Yes, my mind does this occasionally.
Anyways, did you know snakes play dead? Well, they do, and this one deserves an Academy Award. I swear before I started my sprint around I watched it for at least a minute and there were no signs of life. Unfortunately, by the time I skidded into my house and back to the door that little fucker had made a full recovery and was weighing his options.

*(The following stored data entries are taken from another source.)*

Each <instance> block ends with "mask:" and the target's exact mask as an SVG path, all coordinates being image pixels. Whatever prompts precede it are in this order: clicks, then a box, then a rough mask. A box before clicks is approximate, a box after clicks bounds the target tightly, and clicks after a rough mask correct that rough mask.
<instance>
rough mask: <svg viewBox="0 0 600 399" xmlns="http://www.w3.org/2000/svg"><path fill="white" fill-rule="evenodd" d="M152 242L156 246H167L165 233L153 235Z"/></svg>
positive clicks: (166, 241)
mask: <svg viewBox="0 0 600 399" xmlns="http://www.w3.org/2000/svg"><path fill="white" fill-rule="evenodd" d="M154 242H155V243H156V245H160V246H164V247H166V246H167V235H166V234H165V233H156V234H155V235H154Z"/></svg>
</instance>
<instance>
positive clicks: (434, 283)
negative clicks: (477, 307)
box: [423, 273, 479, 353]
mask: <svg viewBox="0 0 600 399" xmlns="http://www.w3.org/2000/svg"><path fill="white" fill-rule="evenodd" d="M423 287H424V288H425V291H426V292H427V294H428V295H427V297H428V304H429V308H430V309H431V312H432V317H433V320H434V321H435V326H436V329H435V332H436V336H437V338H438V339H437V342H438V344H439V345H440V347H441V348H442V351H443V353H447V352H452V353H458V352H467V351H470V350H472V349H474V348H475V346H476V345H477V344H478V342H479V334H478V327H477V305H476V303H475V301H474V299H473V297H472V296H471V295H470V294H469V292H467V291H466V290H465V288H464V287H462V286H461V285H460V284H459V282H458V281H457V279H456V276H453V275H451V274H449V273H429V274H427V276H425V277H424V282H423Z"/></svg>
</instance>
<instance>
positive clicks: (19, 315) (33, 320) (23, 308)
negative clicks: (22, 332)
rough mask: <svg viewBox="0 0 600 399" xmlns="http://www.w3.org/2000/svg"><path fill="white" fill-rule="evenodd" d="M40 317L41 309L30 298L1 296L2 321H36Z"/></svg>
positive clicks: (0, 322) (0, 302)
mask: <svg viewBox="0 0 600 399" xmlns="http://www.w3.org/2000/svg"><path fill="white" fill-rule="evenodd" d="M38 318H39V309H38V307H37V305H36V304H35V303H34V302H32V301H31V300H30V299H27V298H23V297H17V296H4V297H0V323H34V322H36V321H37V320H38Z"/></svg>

Did I mention my screen door was open?
Which pisses me off, by the way, because that stupid door has a built-in spring that never fails to slam shut on me at the most inopportune times. If I was carrying in a tray full of just grilled burgers it would snap shut. If I was balancing two pissed off, dripping wet, just out of the pool toddlers that were protesting the end of play time…it’d slam shut. But now that that stupid screen door is the only thing standing between a snake and my children’s incarcerated mother it stayed wide open practically beckoning the little fucker inside.
Of course, I froze when I realized the snake was alive but only long enough to realize it’s me or the snake. I chose me and lunged at the door and bam….it slammed shut on the snake.
Let me repeat that…
IT SLAMMED SHUT ON THE SNAKE!
In case you are wondering if there is anything worse than a snake in your house I can now attest to the fact that there is. What, pray tell, is worse than a snake in your house? Half a snake in your house …and snake blood on your hands (and on your screen door.)
I’ll spare you the rest of the story but to say that Drew would’ve come in handy right about then is an understatement. The clean up was somewhat of an out-of-body experience for me that included a shovel, a hose, clorox and vodka. Lots and lots of vodka.
After this whole episode I may have to revisit therapy this week.
Or maybe I’ll just swig back some more vodka.
I know I usually share some pics of our weekend during my early weekly post but it’s not going to happen today. I can’t show pictures of my kids in a post about snakes. I just can’t.